GAMBETTOLA. “MercatoMetalli”: per far viaggiare l’economia è bene attrezzarsi e stare al passo con i tempi e con le nuove tecnologie, anche in un settore tradizionale, di cui Gambettola è una delle capitali. Due giovani del paese, convinti che l’industria del riciclo abbia un futuro di crescita., hanno pensato a una piattaforma che faccia incontrare domanda e offerta nel settore dei metalli, a cui hanno aggiunto servizi utili per le aziende. «Per esempio permettere la gestione degli stoccaggi di magazzino – affermano Tommaso Placucci, esperto nel mercato dei metalli, e Fabio Paolucci esperto di business digitali – gestire le transazioni finanziarie e concludere il processo con la fatturazione elettronica. Il tutto però gestito via web, con un alto tasso di fattore umano, nel senso che trattandosi di un marketplace B2B con transazioni ad alto valore economico il costumer relationship managent è di altissimo livello».

Una scossa al settore

Sul perché dell’iniziativa aggiungono: «Il processo di vendita oggi è troppo lento, complicato, costoso e incapace di creare nuove relazioni di lavoro. Per rimanere in tema, possiamo dire che è arrugginito. In un mondo che vive di velocità ed efficienza, non possiamo pensare che per concludere un affare ci sia bisogno di mandare fisicamente una persona a centinaia di chilometri, con tutti i costi che ne conseguono. Inoltre, troppo spesso le aziende, scottate dall’andamento degli affari durante questi tempi di crisi, hanno una sfiducia allargata verso il mercato. E le aziende nella maggior parte dei casi lavorano solo con pochi fornitori e pochi clienti fidati».

La ricetta degli ideatori

«Noi siamo la piattaforma d’incontro, ma svolgiamo anche la funzione di arbitro. Porteremo dentro la piattaforma una banca, incaricata di trattenere il denaro in gestione per ogni trattativa, in modo che sia un soggetto terzo imparziale a controllare la transazione. Il nostro team seguirà le mediazioni, farà in modo che clienti e fornitori si trovino d’accordo nel rapporto tra prodotto e prezzo, limerà i dettagli e raggiunto il benestare di entrambe le parti, darà conferma alla banca di sbloccare la somma per i pagamenti. In questo modo chiunque può comprare e vendere da soggetti con cui non ha mai lavorato, senza preoccupazioni, perché se non si raggiunge l’accordo, la somma non viene rilasciata e ritorna nel conto corrente del cliente».

Via da inizio febbraio

«Il problema più grande è lo scoglio culturale. Purtroppo nei confronti del web ci sono ancora troppi pregiudizi e cattive abitudini». Su quando aprirà il mercato c’è già un data: «Il primo giorno di febbraio, ma stiamo già allestendo i negozi online delle aziende registrate su “MercatoMetalli.com”. Ora, registrandosi, possono accedere ai grafici delle quotazioni dei metalli che si fanno al London Metal Exchange».

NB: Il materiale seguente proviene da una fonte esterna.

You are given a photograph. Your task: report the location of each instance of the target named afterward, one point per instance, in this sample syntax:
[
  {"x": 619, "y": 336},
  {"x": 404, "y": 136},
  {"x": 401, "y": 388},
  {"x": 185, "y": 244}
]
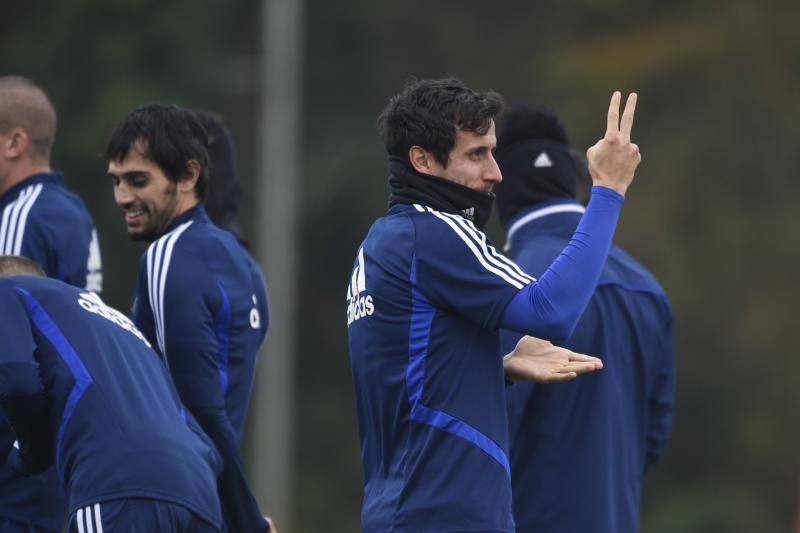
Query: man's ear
[
  {"x": 14, "y": 144},
  {"x": 421, "y": 159},
  {"x": 190, "y": 176}
]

Per quel che riguarda il servizi, «registrarsi, avere accesso alle quotazioni e creare il negozio è tutto gratuito. Noi tratteniamo un piccola somma, che varia a seconda dell’entità dell’affare, ma è sempre sotto i 100 euro. Per concludere un affare da decine di migliaia di euro, si possono pagare anche solo 50 o 60 euro, da dividere in due, cioè tra il cliente e il fornitore, che significa circa 30 euro a testa. Il software e la piattaforma, se non si concludono affari, non hanno alcun costo. Quello che vogliamo abbattere nelle aziende sono infatti sono i costi fissi, che sono inutili».